# Opening Weekend Bow Kills



## Texas Outfitter

My hunters had a Great Start for this Season!


----------



## SSMike

I'd say so... Not everyday you get to take out a Unicorn.


----------



## FREON

WOW!!!! Where was that 1st deer killed?


----------



## Texas Outfitter

FREON said:


> WOW!!!! Where was that 1st deer killed?


Both in McMullen Co.


----------



## big john o

First one is awesome.. You do know there is a bow hunting section right?


----------



## FISHIN COUG

Amazing deer and thanks for sharing. I'm not a bow hunter and thanks for the report!


----------



## teamfirstcast

*MLD ranch*



big john o said:


> First one is awesome.. You do know there is a bow hunting section right?


Pretty sure those were gun kills on an MLD3 highly managed ranch. Season opens same date as bow season for them.


----------



## Texas Outfitter

teamfirstcast said:


> Pretty sure those were gun kills on an MLD3 highly managed ranch. Season opens same date as bow season for them.

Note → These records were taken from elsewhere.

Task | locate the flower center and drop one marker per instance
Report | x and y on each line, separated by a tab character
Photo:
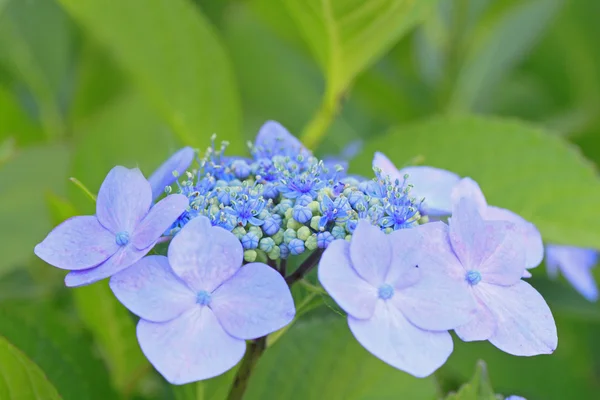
203	298
386	291
122	238
473	277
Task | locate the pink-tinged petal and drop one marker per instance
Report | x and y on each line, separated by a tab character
150	289
159	219
481	326
163	176
435	185
189	348
386	166
274	135
532	238
122	259
123	200
452	305
78	243
370	252
254	302
389	336
352	293
404	269
468	188
525	326
575	264
205	256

NO! They were bow kills on low fenced ranch.....both of these hunters have been hunting with me for many years!


----------



## Rack Ranch

Studs fo sho, McMullen is greened up big time right now. You hunting Brackens?


----------



## WillieT

Congratulations on two monsters. Those are a couple of beautiful deer.


----------



## RED_FISH_BAKER

Those are some awesome deer...cant stand when people don't mind there own D A M N business lol. I thought the forum said guide fishing and hunting forum.


----------



## Moose2

Whats up with the unicorn? never seen one like this?


----------